Man, I love me some Madonna, but her endorsement of President Obama in Washington, DC is half an illustration of why celebrities can make powerful spokesmen and half an illustration of why they are at risk of going terrifyingly off-message:
There’s the narrative she gives of of American evolution on race, which, if presented with some poetic license, fit nicely together with the on-message idea that “we are still a work in progress.” There’s her reminder of Obama’s personal evolution on gay rights, a well-tailored shout-out to the target audience they care.
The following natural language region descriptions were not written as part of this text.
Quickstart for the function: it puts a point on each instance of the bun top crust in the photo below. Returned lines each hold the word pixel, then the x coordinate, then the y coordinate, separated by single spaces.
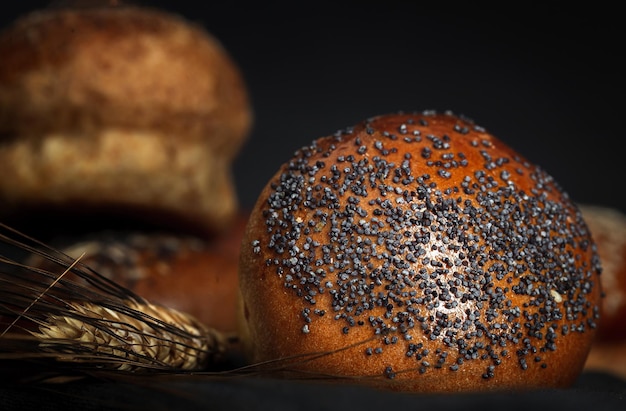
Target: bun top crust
pixel 418 252
pixel 72 70
pixel 120 111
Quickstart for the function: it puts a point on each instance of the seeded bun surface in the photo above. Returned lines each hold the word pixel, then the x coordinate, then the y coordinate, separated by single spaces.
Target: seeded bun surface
pixel 122 109
pixel 418 252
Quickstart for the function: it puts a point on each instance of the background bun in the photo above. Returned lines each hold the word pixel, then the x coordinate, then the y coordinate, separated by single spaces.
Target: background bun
pixel 418 252
pixel 608 227
pixel 122 110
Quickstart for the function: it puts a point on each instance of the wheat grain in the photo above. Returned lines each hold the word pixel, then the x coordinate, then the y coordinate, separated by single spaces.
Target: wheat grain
pixel 132 337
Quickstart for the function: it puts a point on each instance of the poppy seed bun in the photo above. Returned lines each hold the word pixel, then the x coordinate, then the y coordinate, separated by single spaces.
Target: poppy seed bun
pixel 418 252
pixel 122 109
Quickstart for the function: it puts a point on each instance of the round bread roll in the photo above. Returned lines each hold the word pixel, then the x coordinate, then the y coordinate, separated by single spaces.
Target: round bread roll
pixel 418 252
pixel 608 228
pixel 190 274
pixel 120 110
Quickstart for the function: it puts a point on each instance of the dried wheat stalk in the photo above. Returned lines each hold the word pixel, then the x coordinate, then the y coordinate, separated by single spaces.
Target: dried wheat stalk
pixel 143 337
pixel 73 314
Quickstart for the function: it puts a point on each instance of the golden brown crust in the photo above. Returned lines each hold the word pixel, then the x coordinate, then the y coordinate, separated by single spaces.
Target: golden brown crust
pixel 125 106
pixel 422 253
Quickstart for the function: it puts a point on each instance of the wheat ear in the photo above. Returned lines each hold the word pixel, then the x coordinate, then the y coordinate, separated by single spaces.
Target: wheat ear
pixel 135 336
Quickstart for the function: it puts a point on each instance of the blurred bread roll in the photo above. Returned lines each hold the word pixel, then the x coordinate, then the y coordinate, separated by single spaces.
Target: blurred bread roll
pixel 608 228
pixel 123 110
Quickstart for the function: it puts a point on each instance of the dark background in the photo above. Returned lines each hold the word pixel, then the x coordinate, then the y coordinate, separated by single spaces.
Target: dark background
pixel 548 79
pixel 545 78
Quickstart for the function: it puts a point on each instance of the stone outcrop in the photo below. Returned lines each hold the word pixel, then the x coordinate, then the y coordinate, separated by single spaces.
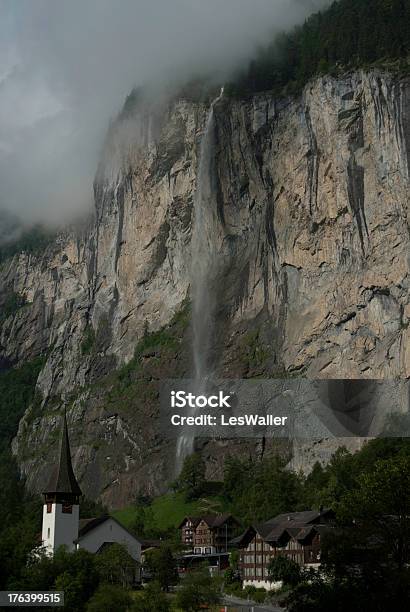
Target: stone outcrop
pixel 311 196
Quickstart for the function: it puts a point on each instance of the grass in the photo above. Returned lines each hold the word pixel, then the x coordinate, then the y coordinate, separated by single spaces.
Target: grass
pixel 169 510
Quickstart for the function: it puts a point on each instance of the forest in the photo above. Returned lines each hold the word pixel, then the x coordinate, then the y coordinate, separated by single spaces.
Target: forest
pixel 349 34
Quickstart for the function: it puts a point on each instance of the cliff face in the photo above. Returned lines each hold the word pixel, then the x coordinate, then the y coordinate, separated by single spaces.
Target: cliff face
pixel 310 230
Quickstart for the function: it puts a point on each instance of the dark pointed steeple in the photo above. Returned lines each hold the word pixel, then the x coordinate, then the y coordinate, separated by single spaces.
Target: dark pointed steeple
pixel 63 483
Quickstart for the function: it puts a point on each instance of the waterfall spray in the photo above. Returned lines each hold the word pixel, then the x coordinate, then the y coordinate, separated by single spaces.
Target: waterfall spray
pixel 203 268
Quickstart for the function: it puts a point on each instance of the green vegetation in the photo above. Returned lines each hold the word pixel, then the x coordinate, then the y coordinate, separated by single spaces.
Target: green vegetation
pixel 258 490
pixel 17 387
pixel 191 481
pixel 166 512
pixel 151 599
pixel 283 569
pixel 136 385
pixel 349 34
pixel 365 562
pixel 32 241
pixel 198 591
pixel 162 565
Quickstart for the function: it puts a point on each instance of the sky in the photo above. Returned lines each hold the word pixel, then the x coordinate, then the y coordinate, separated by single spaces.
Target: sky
pixel 66 67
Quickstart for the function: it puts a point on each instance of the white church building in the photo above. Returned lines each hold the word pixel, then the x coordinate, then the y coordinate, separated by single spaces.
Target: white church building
pixel 61 514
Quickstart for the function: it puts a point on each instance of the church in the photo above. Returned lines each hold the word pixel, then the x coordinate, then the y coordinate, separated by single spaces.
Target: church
pixel 62 525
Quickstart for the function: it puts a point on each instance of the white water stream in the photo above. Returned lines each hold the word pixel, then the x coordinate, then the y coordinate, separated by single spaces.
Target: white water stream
pixel 203 268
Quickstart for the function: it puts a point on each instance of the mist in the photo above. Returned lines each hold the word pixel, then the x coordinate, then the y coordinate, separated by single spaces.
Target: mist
pixel 66 68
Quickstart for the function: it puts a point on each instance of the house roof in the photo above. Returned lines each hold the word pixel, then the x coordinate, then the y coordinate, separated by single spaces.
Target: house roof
pixel 87 525
pixel 299 525
pixel 194 519
pixel 62 478
pixel 307 516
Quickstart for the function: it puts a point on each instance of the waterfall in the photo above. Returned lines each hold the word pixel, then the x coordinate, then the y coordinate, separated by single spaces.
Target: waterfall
pixel 203 269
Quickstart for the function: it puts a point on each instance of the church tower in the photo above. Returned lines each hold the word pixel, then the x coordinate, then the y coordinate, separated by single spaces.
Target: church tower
pixel 61 501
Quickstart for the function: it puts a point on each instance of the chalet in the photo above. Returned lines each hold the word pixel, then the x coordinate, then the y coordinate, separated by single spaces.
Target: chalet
pixel 187 527
pixel 208 534
pixel 296 535
pixel 62 525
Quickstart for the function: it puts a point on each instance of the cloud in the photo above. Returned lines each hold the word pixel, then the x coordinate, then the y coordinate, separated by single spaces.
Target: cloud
pixel 66 68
And then, there’s the cheery reminder that it’s awesome that Obama is black…and Muslim. Which she means in a completely enthusiastic, affirming way. And to a certain extent, I’m with FX late-night host W. Kamau Bell: if the United States was in a place where we could elect a Muslim person president, no matter their race, it would be a sign of our improved national mental health. But Madonna’s apparently in enough of a bubble to not be aware that President Obama is not Muslim, and the accusation that he is secretly Muslim has been one of the most pernicious lies told about him in an attempt to emphasize his foreignness. It’s a striking reminder of how isolated the most famous people in the world are from the news cycle and from the rest of us, and of how their celebrity can ricochet off in directions they don’t intend, like light off a mirror that can blind and confound as easily as it can illuminate.